Entering free agency, and especially after the Pace deal, the Scorpions only had their $6 million MLE to work with. They targeted two options: PF Orien Young and PG/SG Shadrich Robinson. Young had previously been on the Scorpions but was traded to field the cap room necessary to sign PG Devante Parker during the 2021 offseason. Young had bounced around, but fit the need as additional scoring off the bench and a veteran mentor for the team. Shadrich, aka "The Shad", was a Scorpions target for 2022 Free Agency but was quickly targeted and signed by the Skyhawks for a 1 year with team option for $9.9 million.

The Scorpions focused first on PF Orien Young and it seemed like he was extremely close to accepting. Miller made a public plea for him to join Las Vegas after SF Dontay Sowder made the surprising [some would say cowardly] decision to accept a sign and trade with the two-time champion Seattle Thunder. Ultimately, however, other teams flush with cap space offered significantly more thant he Scorpions could afford, and Young signed with the Denver Dragons for 1 year and $18 million dollars. Fortunately, however, the Shad was still evaluating his options and the Scorpions quickly turned to him. The Scorpions sold the Shad on a rotation spot and a team which will use his athletic skills to their ultimate potential. The Scorpions felt they had won again when Shad agreed to the MLE deal.

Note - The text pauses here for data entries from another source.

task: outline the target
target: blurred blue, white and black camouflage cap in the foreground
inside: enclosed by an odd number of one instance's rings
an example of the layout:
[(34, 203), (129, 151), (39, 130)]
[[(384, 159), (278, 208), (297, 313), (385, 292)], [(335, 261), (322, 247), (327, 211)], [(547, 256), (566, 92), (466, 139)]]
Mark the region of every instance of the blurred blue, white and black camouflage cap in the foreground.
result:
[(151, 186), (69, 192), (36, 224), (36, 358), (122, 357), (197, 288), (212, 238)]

With only the 11th, 12th and 13th spots open, the Scorpions filled those spots with C Ivan Vacendak, a 6'10" center who spent his career with the Nashville Stars and appears to have rebounding skills. He may be used as the 3rd big man to help fill some of the rebounding skills lost with the departure of PF Sherman. The Scorpions also signed SF Juwon Voss, last year's "Mr. Irrelevant" from the draft, who projects to be a big mobile wing who could earn minutes at SF and PF. Lastly, PG/SG Jadon McConnell was an undrafted but big combo guard who gives the team an additional guard spot if needed due to injury.


Las Vegas believes they accomplished their objectives and should have a very well rounded team enteringg into the regular season. Entering into training camp, the biggest questions on the team appear to be: (1) Can Francis develop an outside shot to further balance the team from top to bottom, (2) Can Griffin finally hit the next level on offense and become a legitimate two-way threat; (3) Has Pace lost a step or can he continue to be counted on for significant minutes, (4) who will emerge as the primary PF: Harrison or Cooper?

Prior to training camp, the Scorpions coaching staff has set the following depth chart:

PG: Mehdy Brown, Shadrach Robinson, DeAndre Buie, Jaden McConnell
SG: Lamar Francis, Damon Murray, Shadrach Robinson, DeAndre Buie
SF: Derrick Griffin, Damon Murray, Pace LeGarde, Juwan Voss
PF: Pace LeGarde, JJ Cooper, Jarrell Harrison, Ivan Vacendak
C: Omar Grant, Jarrell Harrison, Ivan Vacendak.

The Scorpions believe that their time is now to win the Western Conference. The Thunder will be dangerous with the addition of Sowder, but Las Vegas does not have to look too far back to see how a lack of depth could hurt a team. The Knights and Lightning are expected to take a step back with their changes and the Western Conference as a whole should be a bit more balanced.

"WHY NOT US" the Scorpions players yelled out in their team cheer as the last offseason workout concluded. With training camp around the corner, the Scorpions are ready to make the next move into glory.